Sandie Bellows, chair of the Niagara Parks Commission, died Sunday evening after a battle with cancer. She was 60 years old.
“Sandie Bellows and I became fast-friends. Sandy was enthusiastic and her work on the commission was inclusive,” said Niagara-on-the-Lake Lord Mayor Betty Disero.
Bellows, 60, joined the commission in October 2018 and became its chair the following January. She was a municipal councillor in St. Catharines and was in her first term on regional council.
“The fresh air, humility, and dedication she brought to the Niagara Parks Commission changed the agency for the better,” Lisa MacLeod, minister for heritage, sport, tourism and culture, said in a news release.
The commission’s chief executive officer, David Adames, said Bellows’ help was invaluable throughout COVID-19 and she was able to accomplish major projects despite the pandemic.

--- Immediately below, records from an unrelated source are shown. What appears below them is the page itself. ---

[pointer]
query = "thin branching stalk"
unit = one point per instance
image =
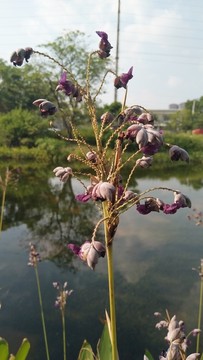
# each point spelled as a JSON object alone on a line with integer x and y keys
{"x": 64, "y": 333}
{"x": 109, "y": 253}
{"x": 102, "y": 83}
{"x": 2, "y": 208}
{"x": 42, "y": 312}
{"x": 199, "y": 313}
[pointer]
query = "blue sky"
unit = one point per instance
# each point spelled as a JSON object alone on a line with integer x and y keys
{"x": 161, "y": 39}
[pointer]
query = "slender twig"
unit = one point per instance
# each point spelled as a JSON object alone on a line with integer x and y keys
{"x": 42, "y": 311}
{"x": 64, "y": 333}
{"x": 200, "y": 308}
{"x": 109, "y": 251}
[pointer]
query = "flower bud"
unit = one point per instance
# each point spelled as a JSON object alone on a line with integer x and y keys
{"x": 177, "y": 153}
{"x": 63, "y": 173}
{"x": 144, "y": 162}
{"x": 141, "y": 138}
{"x": 46, "y": 107}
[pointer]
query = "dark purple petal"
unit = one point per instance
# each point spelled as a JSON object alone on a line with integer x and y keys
{"x": 102, "y": 34}
{"x": 126, "y": 77}
{"x": 122, "y": 80}
{"x": 74, "y": 248}
{"x": 83, "y": 197}
{"x": 62, "y": 80}
{"x": 150, "y": 149}
{"x": 143, "y": 209}
{"x": 170, "y": 208}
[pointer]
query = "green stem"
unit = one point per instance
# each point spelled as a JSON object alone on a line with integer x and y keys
{"x": 42, "y": 313}
{"x": 64, "y": 334}
{"x": 2, "y": 208}
{"x": 109, "y": 252}
{"x": 199, "y": 314}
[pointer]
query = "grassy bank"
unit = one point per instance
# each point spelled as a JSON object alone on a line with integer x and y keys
{"x": 57, "y": 150}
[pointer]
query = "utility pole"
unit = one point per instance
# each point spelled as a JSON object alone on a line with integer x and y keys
{"x": 117, "y": 43}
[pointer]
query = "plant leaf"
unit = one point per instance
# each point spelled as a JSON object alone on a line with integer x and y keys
{"x": 23, "y": 350}
{"x": 86, "y": 352}
{"x": 4, "y": 351}
{"x": 11, "y": 357}
{"x": 149, "y": 355}
{"x": 104, "y": 348}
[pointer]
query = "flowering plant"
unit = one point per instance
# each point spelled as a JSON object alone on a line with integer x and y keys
{"x": 133, "y": 125}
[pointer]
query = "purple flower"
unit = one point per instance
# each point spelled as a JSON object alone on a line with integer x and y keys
{"x": 170, "y": 208}
{"x": 89, "y": 252}
{"x": 20, "y": 55}
{"x": 107, "y": 118}
{"x": 132, "y": 131}
{"x": 122, "y": 80}
{"x": 177, "y": 153}
{"x": 144, "y": 162}
{"x": 68, "y": 87}
{"x": 145, "y": 118}
{"x": 46, "y": 107}
{"x": 104, "y": 191}
{"x": 150, "y": 205}
{"x": 143, "y": 209}
{"x": 86, "y": 196}
{"x": 63, "y": 173}
{"x": 91, "y": 156}
{"x": 181, "y": 199}
{"x": 83, "y": 197}
{"x": 104, "y": 45}
{"x": 150, "y": 149}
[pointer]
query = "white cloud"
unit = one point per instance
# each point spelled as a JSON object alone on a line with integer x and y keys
{"x": 174, "y": 81}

“Under her leadership, Niagara Parks welcomed a record number of visitors and set a new benchmark for revenue during 2019-20,” Adames said in a joint statement with April Jeffs, commission vice-chair.
The project Bellows was most proud of was the opening of the Niagara Parks Power Station tourism attraction in July.
“She felt that was one of her biggest accomplishments,” Disero told The Lake Report.
Disero and Bellows became friends during Disero’s run for the office of lord mayor in 2018.
“She cared about the community and she wanted people to be involved in decision-making at the parks commission and regional council. She was always up to date on information and she was one of the people whose opinions council members valued greatly.”
Disero said she and Bellows shared a penchant for practical thinking. But there were some things they differed on.
“I know her and (her husband) Dan went out on the jet boat ride because she enjoys it. I don’t, but Sandie loved it. A lot of things that Dan liked, Sandie liked,” she said.
Disero said that even while going through cancer treatment Bellows maintained her optimism.
“She always held out hope, as we all did, that the doctors would be able to figure out what was going on and treat her and get her back in good shape. The last little while it was sad to see that her condition was not improving,” she said.
“She will be a loss for the whole Niagara Region.”